Krasnaya Polyana: Breaking the 150 Years of Silence (Part One)

Publication: Eurasia Daily Monitor Volume: 10 Issue: 103

Franz Roubaud's painting, "Scene from the Caucasian War" (Source: Wikimedia Commons)

After the Crimean (a.k.a. Eastern) war of 1853–1856 and the signing of the Treaty of Paris in 1856 ending that war, the Russian Empire began to turn toward the final conquest of the Caucasian mountaineers.  Russia was finally able to turn an army of 200,000 men with over 200 cannon against the rebellious peoples of the North Caucasus. This episode began when the new viceroy of the Caucasus, General Aleksandr Baryatinsky, managed to destroy and capture the noted resistance leader Imam Shamil in the village of Gunib in mountainous Dagestan in three years, thereby establishing full control over Chechnya and Dagestan giving Russia control of the Eastern Caucasus. With Shamil’s capture, Russia could revert back to the conquest of the Western Caucasus and its indigenous inhabitants, the Circassian and the Abkhaz tribes who resided in the littoral areas of the Black Sea—the same area where the 2014 Sochi Olympics will be held next February, and the location of the battlefield of Krasnaya Polyana, the final battle of Circassian resistance against Tsarist Russia’s imperial advance southward.

Dashed Hopes

After the defeat and capture of Shamil in 1859, the Cherkess and the Ubykhs sensed that Russia would renews its efforts to subjugate the Circassians and began to prepare feverishly for the new offensive by the Tsarist army. Turkish small sailing vessels frequented the harbors of the eastern shores on Black Sea, bringing gunpowder and other ammunition to Circassian units for the coming Russian offensive.

Simultaneous with these efforts, the valiant leaders of the “mountaineers” in the Western Caucasus continued to make desperate diplomatic efforts to receive protection from the European powers, particularly, England and France, which had participated in the Crimean War against Russia.  Focusing on the British consulate, which was established in the city of Sukhum (prior to that the consulate was situated in the capital of the Caucasus vice regency in Tbilisi), the mountaineers maintained contacts as the English representatives appeared to favor the mountaineers’ aspirations. The noted Abkhaz historian of Soviet times, Professor Georgy Dzidzaria wrote in his seminal research, “Muhajirs and the Problems of Abkhaz History of the 19th Century”: “In August 1861, the Ubykh elders Izmail Barakai-ipa Dziash and Haji Kerentukh-Berzek addressed the British Consul Dixon in Sukhumi with a letter through the Sadzian noble Abich Samekh. The elders asked the Consul to bring to the attention of the British government that Russian armies were encroaching upon their independence and that the Russian General Yevdokimov was besieging their homeland. After a short while, the participants of the meeting of Mejlis (a.k.a. The Great Free Assembly) decreed to dispatch a special mission to Constantinople, Paris and London to ask for protection. To cover the expenses incurred by the mission, all households living between Tuapse to Adler were required to contribute funds to finance the trip to Europe. The same Izmail Dziash headed the mission…”
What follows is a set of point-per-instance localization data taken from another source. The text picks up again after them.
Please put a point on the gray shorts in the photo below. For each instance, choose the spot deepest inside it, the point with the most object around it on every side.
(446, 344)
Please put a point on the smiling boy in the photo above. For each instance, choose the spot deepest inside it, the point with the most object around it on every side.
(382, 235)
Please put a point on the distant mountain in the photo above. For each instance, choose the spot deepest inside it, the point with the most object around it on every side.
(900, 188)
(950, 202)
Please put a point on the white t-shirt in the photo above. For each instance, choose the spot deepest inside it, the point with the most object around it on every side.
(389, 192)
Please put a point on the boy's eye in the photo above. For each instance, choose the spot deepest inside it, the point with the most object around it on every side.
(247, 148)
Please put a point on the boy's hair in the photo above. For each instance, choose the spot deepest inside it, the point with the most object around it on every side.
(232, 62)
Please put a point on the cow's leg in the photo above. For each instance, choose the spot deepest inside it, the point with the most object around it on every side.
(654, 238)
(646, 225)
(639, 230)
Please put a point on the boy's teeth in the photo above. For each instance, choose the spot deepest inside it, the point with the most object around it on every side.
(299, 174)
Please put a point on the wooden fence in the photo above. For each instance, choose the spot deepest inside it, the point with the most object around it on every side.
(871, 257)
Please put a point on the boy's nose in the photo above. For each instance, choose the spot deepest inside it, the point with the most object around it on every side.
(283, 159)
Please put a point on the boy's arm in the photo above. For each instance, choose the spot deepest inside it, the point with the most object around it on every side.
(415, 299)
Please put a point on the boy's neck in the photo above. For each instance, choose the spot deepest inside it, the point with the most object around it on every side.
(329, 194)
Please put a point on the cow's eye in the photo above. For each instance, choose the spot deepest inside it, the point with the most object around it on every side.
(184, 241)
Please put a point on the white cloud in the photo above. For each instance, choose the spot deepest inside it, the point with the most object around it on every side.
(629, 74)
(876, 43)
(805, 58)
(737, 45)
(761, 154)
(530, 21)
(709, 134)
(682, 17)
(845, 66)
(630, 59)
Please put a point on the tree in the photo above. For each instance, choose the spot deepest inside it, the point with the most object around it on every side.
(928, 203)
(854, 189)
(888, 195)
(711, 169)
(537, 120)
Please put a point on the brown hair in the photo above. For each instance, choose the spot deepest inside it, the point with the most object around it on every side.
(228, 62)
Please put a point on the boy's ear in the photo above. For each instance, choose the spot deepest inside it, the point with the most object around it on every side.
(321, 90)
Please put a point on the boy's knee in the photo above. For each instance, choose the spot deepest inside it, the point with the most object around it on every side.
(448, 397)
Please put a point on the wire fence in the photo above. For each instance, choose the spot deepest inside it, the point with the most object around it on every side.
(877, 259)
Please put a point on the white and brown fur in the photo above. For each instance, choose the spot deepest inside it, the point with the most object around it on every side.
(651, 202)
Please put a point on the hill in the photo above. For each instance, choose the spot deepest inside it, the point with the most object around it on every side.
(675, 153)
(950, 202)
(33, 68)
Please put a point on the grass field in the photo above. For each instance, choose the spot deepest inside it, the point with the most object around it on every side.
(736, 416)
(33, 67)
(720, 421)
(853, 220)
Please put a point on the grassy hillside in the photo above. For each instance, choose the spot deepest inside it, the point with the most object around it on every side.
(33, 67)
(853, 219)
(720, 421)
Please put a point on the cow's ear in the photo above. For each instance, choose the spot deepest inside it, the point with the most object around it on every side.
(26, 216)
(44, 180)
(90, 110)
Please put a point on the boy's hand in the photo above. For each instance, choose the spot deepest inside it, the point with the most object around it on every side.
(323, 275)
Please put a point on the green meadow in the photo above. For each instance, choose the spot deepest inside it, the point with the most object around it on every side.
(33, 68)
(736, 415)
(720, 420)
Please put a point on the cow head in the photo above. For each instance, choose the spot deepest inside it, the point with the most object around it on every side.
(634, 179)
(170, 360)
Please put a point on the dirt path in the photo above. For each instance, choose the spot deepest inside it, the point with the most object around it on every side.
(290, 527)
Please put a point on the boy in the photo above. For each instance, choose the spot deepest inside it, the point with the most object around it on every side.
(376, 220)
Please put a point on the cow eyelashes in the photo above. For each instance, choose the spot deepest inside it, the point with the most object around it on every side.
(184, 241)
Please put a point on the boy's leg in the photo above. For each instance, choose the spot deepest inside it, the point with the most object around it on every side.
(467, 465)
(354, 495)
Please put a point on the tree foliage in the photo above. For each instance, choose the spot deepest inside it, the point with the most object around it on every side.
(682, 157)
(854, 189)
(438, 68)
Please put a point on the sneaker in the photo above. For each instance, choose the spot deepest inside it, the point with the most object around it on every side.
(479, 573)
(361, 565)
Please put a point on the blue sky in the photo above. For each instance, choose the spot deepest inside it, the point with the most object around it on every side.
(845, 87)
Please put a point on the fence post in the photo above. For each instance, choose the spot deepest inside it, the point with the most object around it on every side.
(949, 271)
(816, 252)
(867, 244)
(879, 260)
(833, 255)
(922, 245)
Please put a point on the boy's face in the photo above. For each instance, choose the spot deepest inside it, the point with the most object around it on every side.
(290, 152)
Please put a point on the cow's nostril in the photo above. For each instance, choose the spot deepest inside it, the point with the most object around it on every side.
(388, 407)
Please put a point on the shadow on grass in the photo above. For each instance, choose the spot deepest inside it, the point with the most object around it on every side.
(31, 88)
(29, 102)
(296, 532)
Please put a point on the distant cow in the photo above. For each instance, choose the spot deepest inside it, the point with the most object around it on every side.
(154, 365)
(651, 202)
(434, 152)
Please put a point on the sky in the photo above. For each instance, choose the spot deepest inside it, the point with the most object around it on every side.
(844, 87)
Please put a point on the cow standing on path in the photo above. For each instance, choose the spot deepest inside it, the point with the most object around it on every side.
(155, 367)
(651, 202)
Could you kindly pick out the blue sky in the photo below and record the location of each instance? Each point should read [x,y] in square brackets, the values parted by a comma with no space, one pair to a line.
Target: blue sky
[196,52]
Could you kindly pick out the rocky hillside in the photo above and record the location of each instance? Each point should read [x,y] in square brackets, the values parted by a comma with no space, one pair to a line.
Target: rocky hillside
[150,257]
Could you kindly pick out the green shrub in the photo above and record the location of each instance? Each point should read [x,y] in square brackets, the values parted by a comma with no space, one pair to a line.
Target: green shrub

The so-called Circassian Committee was then set up in England at the time. Politicians and other leaders became members of the Committee, but the British government was forced to remain neutral as it did not want an open a military conflict with Russia. As a result of this position, members of the Circassian mission that relied on Great Britain’s generosity were bitterly disappointed. The mission reportedly received only modest contributions to cover the expenses of their travel. The failure of the diplomatic mission of the Circassians in London was followed by similar failures in Paris and Constantinople. Nevertheless, the British and, especially, the Turkish emissaries in Western Circassia tried to keep the Circassians’ hopes high. Their message was that the European powers would become involved after the tsarist armies intrude then-still-independent Circassia and would provide support not only with ammunition, but also with manpower. As the subsequent developments indicated, these were just empty promises. The Russian government realized this even earlier, so it set out to implement the plan of attack proposed by General Nikolai Yevdokimov.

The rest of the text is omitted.